A lacuna de compreensão aumenta
Dados recentes da Avaliação Nacional do Progresso Educacional (NAEP) confirmam este declínio. As pontuações de compreensão de leitura pioraram em todo o país, com as quedas mais acentuadas entre estudantes afro-americanos, hispânicos, nativos americanos e multilíngues. Isto acontece apesar da adoção generalizada de reformas da “ciência da leitura” focadas na descodificação. O paradoxo é claro: os alunos conseguem pronunciar palavras, mas não necessariamente as compreendem. Isso ocorre em parte porque a compreensão da leitura requer tanto a decodificação * quanto * a compreensão linguística. Os alunos multilíngues enfrentam um obstáculo adicional, pois desenvolvem simultaneamente competências linguísticas enquanto tentam compreender textos complexos.
Por que os métodos atuais são insuficientes
O problema central é que muitos currículos de ciências da leitura são projetados para salas de aula monolíngues e culturalmente homogêneas. Eles presumem que os alunos vêm de origens de classe média que falam inglês, ignorando a realidade das diversas escolas de hoje, onde mais de 5 milhões de alunos são multilíngues. Estes currículos muitas vezes carecem de relevância cultural, não conseguindo estabelecer ligação com as identidades e experiências dos alunos. Pesquisas mostram que os alunos leem melhor quando os textos refletem suas origens, porque a cultura molda a linguagem oral necessária para a compreensão.
Textos decodificáveis, embora úteis para a prática fonética, muitas vezes não possuem o vocabulário rico e a linguagem complexa necessários para a verdadeira compreensão. Os alunos podem ter um bom desempenho nos testes de descodificação, mas ainda assim ficam para trás na compreensão, confirmando a lacuna crescente destacada pela NAEP.
Soluções Práticas para Professores
Os professores podem melhorar a compreensão expandindo a definição de alfabetização para além da decodificação. Aqui estão cinco estratégias:
- Escolha textos culturalmente representativos. A literatura que afirma a identidade dos alunos melhora a compreensão, a motivação e o pensamento crítico.
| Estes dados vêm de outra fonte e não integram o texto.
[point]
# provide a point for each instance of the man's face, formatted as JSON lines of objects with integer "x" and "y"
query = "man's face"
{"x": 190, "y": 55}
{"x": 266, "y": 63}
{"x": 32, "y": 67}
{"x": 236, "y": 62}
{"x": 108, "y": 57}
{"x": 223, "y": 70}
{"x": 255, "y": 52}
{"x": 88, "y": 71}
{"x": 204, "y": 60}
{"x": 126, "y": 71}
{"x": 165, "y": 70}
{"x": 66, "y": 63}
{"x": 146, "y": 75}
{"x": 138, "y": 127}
- Priorize a leitura em voz alta. A leitura em voz alta diária introduz um vocabulário rico, modela a leitura fluente e constrói conhecimento prévio compartilhado – tudo essencial para a compreensão. Escolha textos 2 a 3 níveis acima dos níveis de leitura dos alunos para desafiá-los.
- Ensine vocabulário explicitamente. Construa vocabulário antes, durante e depois da leitura, usando recursos visuais para alunos multilíngues ou para aqueles de baixa renda que podem não estar familiarizados com palavras básicas. Integre o vocabulário em unidades temáticas para prática repetida.
- Use estruturas de conversação colaborativas. A linguagem oral desenvolve a compreensão. Incentive conversas alternadas, discussões em pequenos grupos e pesquisas compartilhadas para desenvolver habilidades linguísticas.
- Permita a translinguagem. Permita que os alunos multilíngues usem sua língua materna para processar ideias, comparar conceitos ou discutir textos – uma poderosa ferramenta cognitiva apoiada por décadas de pesquisa.
O papel dos pais e das comunidades
A crise da alfabetização não pode ser resolvida apenas nas salas de aula. Os pais e parceiros comunitários devem estar envolvidos. Iniciativas que enviam para casa livros bilíngues ou kits de alfabetização, organizam noites de alfabetização familiar ou oferecem aulas particulares na comunidade podem melhorar significativamente a compreensão. O projecto “Livro Bilíngue num Saco” de um professor revelou-se um sucesso: os alunos levaram para casa livros, actividades e diários bilingues para partilharem com as suas famílias, o que levou a uma melhor escrita e compreensão.
O caminho a seguir
Para melhorar verdadeiramente a compreensão da leitura, os educadores devem ir além das interpretações restritas e apenas em inglês da ciência da leitura. As habilidades básicas são importantes, mas a decodificação é apenas o começo. As crianças precisam de linguagem oral, conhecimento prévio e conexões culturais. Ler não é apenas pronunciar palavras; trata-se de criar significado, conectar o texto à identidade, cultura e experiência vivida. O futuro da alfabetização depende da valorização da humanidade plena de cada criança.